We have two Exchange 2016 on-prem servers in the same physical location and on the same network running on VMware. Both mailbox servers are part of a single DAG. The two servers are currently only balanced via round robin DNS serving a total of 85 users with over 800 mailboxes (yes, that's right - we have a LOT of shared mailboxes that duplicate many of the same emails).
We're a little backwards in that we went to production first with only one server because we didn't have the hardware to support more, yet we needed to move from Groupwise to Exchange pronto. Now I have two working servers in the DAG, one active one passive. My question is, should I feel comfortable now that I have two servers in the DAG, or should I have a third? We only have hardware in this one location, so the third server would also be on the same local network. I thought of setting a third one with a lagged database copy in case, I dunno, someone deletes an account or something silly like that (although in 12 years of administering a single Groupwise server, we've never had to restore an account).

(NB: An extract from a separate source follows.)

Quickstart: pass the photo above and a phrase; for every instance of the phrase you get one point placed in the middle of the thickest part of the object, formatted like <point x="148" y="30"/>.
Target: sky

I realize this is more of a soliciation for educated opinions rather than a question with a straight right or wrong answer, but the folks here seem to be the best ones to ask. Am I really getting a significant benefit from having a third server in the DAG in my situation, or is that just overkill? I'm really trying to protect against Exchange database corruption as opposed to hardware failure as we are fully redundant there (at least as one can be inside a single location). What events might warrant having a third server with a lagged database copy?